Regression in bytes read safety in avro
gafiatulin opened this issue · 1 comments
Changes introduced in #740 made from
side potentially unsafe for bytes
fields in some cases.
For example whenever GenericDatumReader[GenericRecord].read
is called over multiple elements with GenericRecord
value for reuse, underlying ByteBuffer
s are being reused as well, so bytes in the fields are also overwritten.
Short example (click to expand)
import magnolify.avro._
import org.apache.avro.generic.{GenericDatumReader, GenericDatumWriter, GenericRecord}
import org.apache.avro.io.{DecoderFactory, EncoderFactory}
import java.io.ByteArrayOutputStream
import scala.util.Random
case class Test(bytes: Array[Byte])
val avroType = AvroType[Test]
def toBytes(values: List[Test]): Array[Byte] = {
val bytes = new ByteArrayOutputStream()
val datumWriter = new GenericDatumWriter[GenericRecord](avroType.schema)
val binaryEncoder = EncoderFactory.get().binaryEncoder(bytes, null)
values.foreach { value =>
datumWriter.write(avroType.to(value), binaryEncoder)
}
binaryEncoder.flush()
bytes.toByteArray
}
def fromBytes(bytes: Array[Byte], avroType: AvroType[Test]): List[Test] = {
val datumReader = new GenericDatumReader[GenericRecord](avroType.schema)
val decoder = DecoderFactory.get().binaryDecoder(bytes, null)
var reuseRecord: GenericRecord = null
List.unfold(()) { _ =>
if(decoder.isEnd) None
else {
reuseRecord = datumReader.read(reuseRecord, decoder)
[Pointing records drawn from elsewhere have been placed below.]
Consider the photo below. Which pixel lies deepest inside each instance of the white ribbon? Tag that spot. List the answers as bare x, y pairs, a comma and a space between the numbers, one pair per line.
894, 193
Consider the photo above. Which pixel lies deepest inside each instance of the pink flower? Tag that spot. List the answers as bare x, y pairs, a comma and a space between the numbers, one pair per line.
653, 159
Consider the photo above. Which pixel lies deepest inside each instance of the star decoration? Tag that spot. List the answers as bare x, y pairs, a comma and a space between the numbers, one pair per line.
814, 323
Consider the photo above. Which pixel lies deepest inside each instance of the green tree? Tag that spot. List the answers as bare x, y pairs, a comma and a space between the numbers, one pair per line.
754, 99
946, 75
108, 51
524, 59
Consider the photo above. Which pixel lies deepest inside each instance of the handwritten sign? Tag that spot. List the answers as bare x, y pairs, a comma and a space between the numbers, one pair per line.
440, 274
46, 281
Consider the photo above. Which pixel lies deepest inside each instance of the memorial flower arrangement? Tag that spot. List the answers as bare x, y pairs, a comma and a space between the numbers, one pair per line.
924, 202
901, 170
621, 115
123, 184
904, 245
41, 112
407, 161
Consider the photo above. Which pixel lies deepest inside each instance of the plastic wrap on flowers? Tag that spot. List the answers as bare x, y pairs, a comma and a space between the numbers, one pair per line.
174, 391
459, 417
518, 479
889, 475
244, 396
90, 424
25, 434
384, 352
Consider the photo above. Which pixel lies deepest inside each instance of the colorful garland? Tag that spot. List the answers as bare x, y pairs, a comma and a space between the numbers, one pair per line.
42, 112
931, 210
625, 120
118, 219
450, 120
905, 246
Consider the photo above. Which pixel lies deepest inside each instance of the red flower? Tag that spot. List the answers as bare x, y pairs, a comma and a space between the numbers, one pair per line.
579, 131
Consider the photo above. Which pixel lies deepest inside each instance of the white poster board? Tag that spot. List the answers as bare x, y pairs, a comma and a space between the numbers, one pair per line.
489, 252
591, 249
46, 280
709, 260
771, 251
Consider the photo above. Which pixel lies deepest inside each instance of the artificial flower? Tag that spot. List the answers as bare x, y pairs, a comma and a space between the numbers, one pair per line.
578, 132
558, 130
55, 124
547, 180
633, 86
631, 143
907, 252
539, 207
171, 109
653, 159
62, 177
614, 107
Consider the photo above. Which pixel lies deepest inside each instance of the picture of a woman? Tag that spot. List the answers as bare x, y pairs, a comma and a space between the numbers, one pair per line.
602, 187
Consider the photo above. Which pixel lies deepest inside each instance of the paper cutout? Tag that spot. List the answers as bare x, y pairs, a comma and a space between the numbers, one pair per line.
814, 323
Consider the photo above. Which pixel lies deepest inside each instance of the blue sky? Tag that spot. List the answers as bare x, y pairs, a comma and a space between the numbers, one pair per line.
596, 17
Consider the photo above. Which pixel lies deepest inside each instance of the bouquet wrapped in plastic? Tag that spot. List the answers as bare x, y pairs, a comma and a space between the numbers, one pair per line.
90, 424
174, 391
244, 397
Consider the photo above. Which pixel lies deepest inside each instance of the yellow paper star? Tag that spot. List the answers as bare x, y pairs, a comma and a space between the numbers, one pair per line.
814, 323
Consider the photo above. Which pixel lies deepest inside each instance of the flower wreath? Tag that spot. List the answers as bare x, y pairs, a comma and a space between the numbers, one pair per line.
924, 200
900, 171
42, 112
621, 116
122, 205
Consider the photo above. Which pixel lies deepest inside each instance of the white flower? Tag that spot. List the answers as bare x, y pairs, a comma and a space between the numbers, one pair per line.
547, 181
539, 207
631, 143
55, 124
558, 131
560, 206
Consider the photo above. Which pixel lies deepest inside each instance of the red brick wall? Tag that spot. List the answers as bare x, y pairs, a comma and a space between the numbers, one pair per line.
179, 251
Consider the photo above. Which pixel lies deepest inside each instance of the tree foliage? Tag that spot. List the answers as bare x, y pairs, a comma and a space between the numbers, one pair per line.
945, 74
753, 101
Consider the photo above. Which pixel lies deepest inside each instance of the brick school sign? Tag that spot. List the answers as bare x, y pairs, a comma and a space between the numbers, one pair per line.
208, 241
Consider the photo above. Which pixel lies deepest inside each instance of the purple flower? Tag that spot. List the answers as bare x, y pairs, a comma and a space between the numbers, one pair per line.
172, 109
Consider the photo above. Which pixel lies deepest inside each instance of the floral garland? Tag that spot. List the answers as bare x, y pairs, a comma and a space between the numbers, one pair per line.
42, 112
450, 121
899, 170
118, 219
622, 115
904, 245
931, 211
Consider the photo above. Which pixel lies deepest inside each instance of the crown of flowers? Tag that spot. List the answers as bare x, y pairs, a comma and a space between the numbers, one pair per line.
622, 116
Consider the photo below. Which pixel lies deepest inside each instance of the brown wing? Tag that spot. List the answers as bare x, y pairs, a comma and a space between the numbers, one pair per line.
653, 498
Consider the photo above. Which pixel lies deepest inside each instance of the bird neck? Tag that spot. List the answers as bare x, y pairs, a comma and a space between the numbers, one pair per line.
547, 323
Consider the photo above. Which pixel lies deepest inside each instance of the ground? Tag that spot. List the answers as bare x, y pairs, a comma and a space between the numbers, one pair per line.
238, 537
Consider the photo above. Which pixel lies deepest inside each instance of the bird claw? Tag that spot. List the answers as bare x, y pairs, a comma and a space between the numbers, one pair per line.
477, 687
Some(avroType.from(reuseRecord), ())
}
}
}
val values = List.fill(2)(Test(Random.nextBytes(5)))
val bytes = toBytes(values)
val roundTrip = fromBytes(bytes, avroType)
assert(values.size == roundTrip.size)
values.zip(roundTrip).foreach{ case (expected, obtained) =>
assert(expected.bytes.sameElements(obtained.bytes), "Round-trip failure")
}
One workaround is to to not reuse record when reading, but sometimes there's no control over that.
Another – provide custom implicit val afByteBuffer: AvroField[ByteBuffer]
or implicit val afBytes: AvroField[Array[Byte]]
when declaring AvroField
/AvroType
.
Previously val afBytes: AvroField[Array[Byte]]
used to copy byte array, which was arguably safer behavior.
Hi @gafiatulin, sorry for coming back to you that late.
Thanks for the report, we'll revert to previous behavior